An Alka-Seltzer, Gatorade, a Coke, and a lot of water had dulled the sharpest edge of my hangover the day before, but if I was being completely honest with myself, not playing something my five-year-old wanted all because I’d had too much to drink made me feel awfully guilty. I could throw up in the bushes later if it came down to it, I guessed. “Sure.”
“And can I ride my skateboard after?”
“Yeah you can.”
“Have you found me a new team?” Josh asked with hopeful hesitation in his voice.
Fuck. I kept forgetting. “Not yet, J, but I will. Cross my heart. I really will find you one.” We had already talked about how it would more than likely take a couple of months to find Josh a new Select baseball team to play for, and to give him credit, he hadn’t been hounding me about it even though we were coming up to the two-month mark since we had talked about it. But I knew how important baseball was to him. Luckily, in the meantime, Mr. Larsen had been taking him to practice with his catching coach and batting coach.

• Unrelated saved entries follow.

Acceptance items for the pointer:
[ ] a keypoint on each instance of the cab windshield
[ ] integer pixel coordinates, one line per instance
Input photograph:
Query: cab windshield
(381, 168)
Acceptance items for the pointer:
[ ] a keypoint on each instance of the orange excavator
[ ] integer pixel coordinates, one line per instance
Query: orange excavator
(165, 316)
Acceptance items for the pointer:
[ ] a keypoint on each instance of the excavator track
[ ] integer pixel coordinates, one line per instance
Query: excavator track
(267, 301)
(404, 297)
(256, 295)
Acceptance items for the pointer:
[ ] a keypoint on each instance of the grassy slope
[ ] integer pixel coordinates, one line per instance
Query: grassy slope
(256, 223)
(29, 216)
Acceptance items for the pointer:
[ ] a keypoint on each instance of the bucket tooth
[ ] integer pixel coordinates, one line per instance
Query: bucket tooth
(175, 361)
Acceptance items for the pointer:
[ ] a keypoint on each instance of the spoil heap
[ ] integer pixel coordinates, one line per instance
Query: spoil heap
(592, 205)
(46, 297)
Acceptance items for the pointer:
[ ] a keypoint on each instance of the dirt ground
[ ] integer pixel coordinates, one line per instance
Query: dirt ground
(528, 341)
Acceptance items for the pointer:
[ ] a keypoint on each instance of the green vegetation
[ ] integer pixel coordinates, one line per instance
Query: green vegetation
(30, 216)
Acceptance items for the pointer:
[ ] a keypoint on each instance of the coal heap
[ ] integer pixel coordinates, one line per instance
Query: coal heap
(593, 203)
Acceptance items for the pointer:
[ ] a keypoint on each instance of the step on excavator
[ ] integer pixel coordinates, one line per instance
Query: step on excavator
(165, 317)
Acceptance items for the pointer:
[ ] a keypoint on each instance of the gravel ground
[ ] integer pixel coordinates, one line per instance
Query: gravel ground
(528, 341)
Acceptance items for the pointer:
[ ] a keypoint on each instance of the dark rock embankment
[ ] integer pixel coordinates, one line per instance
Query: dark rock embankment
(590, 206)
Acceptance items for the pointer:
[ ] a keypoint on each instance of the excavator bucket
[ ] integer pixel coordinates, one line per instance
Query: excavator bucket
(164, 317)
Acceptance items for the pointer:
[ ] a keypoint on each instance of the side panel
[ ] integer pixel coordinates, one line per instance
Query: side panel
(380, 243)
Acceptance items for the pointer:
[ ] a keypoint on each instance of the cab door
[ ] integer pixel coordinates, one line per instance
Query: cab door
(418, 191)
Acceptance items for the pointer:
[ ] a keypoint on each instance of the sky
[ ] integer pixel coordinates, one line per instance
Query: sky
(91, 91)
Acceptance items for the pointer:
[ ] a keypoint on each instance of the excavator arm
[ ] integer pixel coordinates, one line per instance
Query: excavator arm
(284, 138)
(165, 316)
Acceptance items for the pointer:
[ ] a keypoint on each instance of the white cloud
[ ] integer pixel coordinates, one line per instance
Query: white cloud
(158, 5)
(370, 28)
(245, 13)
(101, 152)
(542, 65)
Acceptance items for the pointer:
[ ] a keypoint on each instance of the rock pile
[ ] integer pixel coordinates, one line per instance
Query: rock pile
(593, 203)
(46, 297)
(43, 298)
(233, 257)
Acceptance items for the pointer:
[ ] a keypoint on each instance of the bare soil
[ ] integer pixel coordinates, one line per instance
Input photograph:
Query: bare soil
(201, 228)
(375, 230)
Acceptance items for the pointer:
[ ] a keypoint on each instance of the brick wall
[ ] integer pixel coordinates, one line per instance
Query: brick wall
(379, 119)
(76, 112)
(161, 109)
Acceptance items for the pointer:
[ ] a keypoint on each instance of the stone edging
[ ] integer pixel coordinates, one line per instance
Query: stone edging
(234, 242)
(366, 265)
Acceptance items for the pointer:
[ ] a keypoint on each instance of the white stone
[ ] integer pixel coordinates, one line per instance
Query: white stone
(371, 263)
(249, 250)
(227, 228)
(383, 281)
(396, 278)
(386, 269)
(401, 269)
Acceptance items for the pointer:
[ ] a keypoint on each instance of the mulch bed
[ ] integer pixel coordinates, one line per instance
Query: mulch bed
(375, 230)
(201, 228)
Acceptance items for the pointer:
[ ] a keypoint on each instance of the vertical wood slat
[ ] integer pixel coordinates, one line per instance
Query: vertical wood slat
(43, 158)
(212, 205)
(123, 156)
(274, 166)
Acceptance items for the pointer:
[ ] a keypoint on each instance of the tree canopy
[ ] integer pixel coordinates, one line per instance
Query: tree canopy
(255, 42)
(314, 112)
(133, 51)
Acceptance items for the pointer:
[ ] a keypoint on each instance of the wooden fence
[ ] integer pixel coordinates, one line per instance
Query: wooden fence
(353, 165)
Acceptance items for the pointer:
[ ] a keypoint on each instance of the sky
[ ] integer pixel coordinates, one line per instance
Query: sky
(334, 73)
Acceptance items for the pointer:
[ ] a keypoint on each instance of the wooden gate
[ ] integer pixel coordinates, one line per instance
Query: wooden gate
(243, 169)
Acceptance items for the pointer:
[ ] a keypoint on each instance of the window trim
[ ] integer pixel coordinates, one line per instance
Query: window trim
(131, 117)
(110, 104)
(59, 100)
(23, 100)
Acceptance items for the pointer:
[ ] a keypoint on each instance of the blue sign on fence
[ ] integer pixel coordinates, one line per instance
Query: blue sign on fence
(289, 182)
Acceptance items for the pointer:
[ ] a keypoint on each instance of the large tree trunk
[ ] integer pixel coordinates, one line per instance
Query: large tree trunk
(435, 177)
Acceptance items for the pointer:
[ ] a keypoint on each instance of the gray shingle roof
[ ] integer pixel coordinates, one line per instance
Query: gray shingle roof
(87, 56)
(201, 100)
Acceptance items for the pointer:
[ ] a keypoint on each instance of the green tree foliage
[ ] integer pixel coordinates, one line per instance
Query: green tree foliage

Five years ago, I had no idea there was even a thing called a catching coach or someone who just worked on batting skills. Literally, he was a coach that worked with Josh to perfect his skills as a catcher and another to correct and improve his batting. I’m not sure what I had thought about baseball before that, but I sure as hell didn’t realize how much work went into it, much less how competitive and cutthroat it could be before boys even hit puberty. There was none of that fun, fair, positive crap going on with the kinds of teams Josh played on. They played to win. If it didn’t make Josh so happy, I would have been fine with him doing something else with his free time.
A few minutes after getting home, we had all changed into nonschool and work clothes and had made our way to the backyard with Mac, who was beyond stoked to have us all home. I eyed Louie’s outfit for a second and kept my comment to myself. The red Spiderman pajama pants and purple collared shirt my mom had bought him at some point didn’t match. At all. But I didn’t say a word. He could wear whatever he wanted to wear. I caught Josh side-eyeing him, but he didn’t tell him anything either. We both just let that boy live his life in mismatched clothing.